The age group distribution revealed the most affected age group was 2-5 years with 294 (55.05%) cases followed by age group 6-15 years with 100 (18.7%) cases.
According to the Program Manager of Sindh’s AIDS Control Program Dr Sikander Ali, the prime object for the spread of the virus was the reuse of syringes at local clinics and districts health hospitals.
DG Health Dr Masood Solangi further said that screening is going on at THQ Hospital Ratodero by SACP.
Health Department and Health care commission with the support of District Administration have sealed unauthorized laboratories, blood banks and clinics which are being run by quacks.
“Soon we will Establish HIV/AIDs ART Treatment Center at Shaikh Zaid children Hospital Larkana,” said Dr Solangi.
Health experts have urged the government and health department of Sindh to focus on treatment as well because after the diagnosis of HIV virus it’s mandatory to focus on treatment.

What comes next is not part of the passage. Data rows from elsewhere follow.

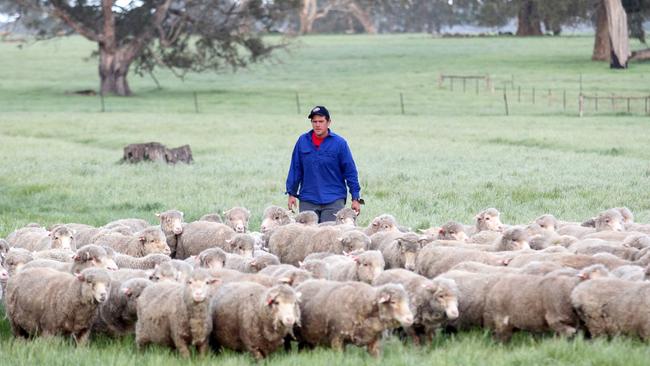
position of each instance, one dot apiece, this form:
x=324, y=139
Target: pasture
x=449, y=156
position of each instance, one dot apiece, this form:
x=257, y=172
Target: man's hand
x=292, y=203
x=356, y=207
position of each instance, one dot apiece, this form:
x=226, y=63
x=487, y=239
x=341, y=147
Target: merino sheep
x=535, y=303
x=174, y=270
x=364, y=267
x=147, y=241
x=402, y=252
x=237, y=218
x=307, y=217
x=287, y=274
x=452, y=231
x=433, y=302
x=201, y=235
x=212, y=217
x=149, y=261
x=171, y=223
x=48, y=302
x=248, y=316
x=434, y=259
x=117, y=316
x=175, y=314
x=275, y=217
x=85, y=257
x=338, y=313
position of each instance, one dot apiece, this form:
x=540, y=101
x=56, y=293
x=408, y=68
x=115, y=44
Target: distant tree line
x=200, y=35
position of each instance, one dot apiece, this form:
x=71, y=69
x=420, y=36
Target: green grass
x=451, y=155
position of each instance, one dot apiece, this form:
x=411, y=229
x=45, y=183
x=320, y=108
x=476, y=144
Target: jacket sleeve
x=350, y=172
x=294, y=178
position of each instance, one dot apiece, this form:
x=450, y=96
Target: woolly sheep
x=432, y=302
x=338, y=313
x=201, y=235
x=250, y=317
x=237, y=218
x=117, y=316
x=48, y=302
x=275, y=217
x=364, y=267
x=175, y=314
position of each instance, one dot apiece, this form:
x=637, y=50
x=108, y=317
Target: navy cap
x=319, y=110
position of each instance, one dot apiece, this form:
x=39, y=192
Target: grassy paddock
x=450, y=156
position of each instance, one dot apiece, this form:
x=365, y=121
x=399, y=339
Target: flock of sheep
x=211, y=283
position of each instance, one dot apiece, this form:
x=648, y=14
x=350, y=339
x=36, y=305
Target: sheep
x=176, y=314
x=134, y=225
x=85, y=257
x=337, y=313
x=401, y=252
x=535, y=303
x=307, y=217
x=16, y=258
x=237, y=218
x=434, y=259
x=60, y=255
x=149, y=261
x=147, y=241
x=48, y=302
x=117, y=316
x=174, y=270
x=201, y=235
x=287, y=274
x=612, y=306
x=248, y=316
x=212, y=217
x=433, y=302
x=35, y=240
x=452, y=231
x=171, y=223
x=364, y=267
x=275, y=217
x=514, y=238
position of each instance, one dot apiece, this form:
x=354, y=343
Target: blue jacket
x=319, y=176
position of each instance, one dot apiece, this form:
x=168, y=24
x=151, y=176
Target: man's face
x=320, y=124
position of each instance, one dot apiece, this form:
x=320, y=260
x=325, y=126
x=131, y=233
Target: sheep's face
x=237, y=218
x=443, y=298
x=154, y=242
x=171, y=222
x=353, y=241
x=610, y=220
x=488, y=220
x=307, y=218
x=199, y=286
x=274, y=217
x=242, y=244
x=369, y=266
x=62, y=238
x=408, y=251
x=282, y=303
x=394, y=305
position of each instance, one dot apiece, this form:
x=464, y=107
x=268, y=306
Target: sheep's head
x=171, y=222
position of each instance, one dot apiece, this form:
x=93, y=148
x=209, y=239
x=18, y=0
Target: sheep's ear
x=383, y=298
x=127, y=292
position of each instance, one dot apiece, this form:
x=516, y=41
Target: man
x=321, y=166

Last month, police arrested a doctor in connection with the spread of the HIV virus in Larkana’s Rotodero district. Police said Dr Muzaffar Ghanghar was an employee of a public hospital and an HIV patient himself.
Larkana continues to top the list of districts most affected by HIV in Sindh, with the total number of AIDS patients in Larkana at more than 2,400.
In total, 76.1 million people worldwide have been infected with HIV, since the epidemic started in the 1980s. Some 35 million have died.
As yet, there is no HIV vaccine or cure, and infected people rely on lifelong anti-retroviral therapy to stop the virus replicating.
Without treatment, HIV-infected people go on to develop AIDS, a syndrome that weakens the immune system and leaves the body exposed to opportunistic infections such as tuberculosis, and some types of cancer.
Treatment carries side-effects and is costly, but allows infected people to be healthier for longer.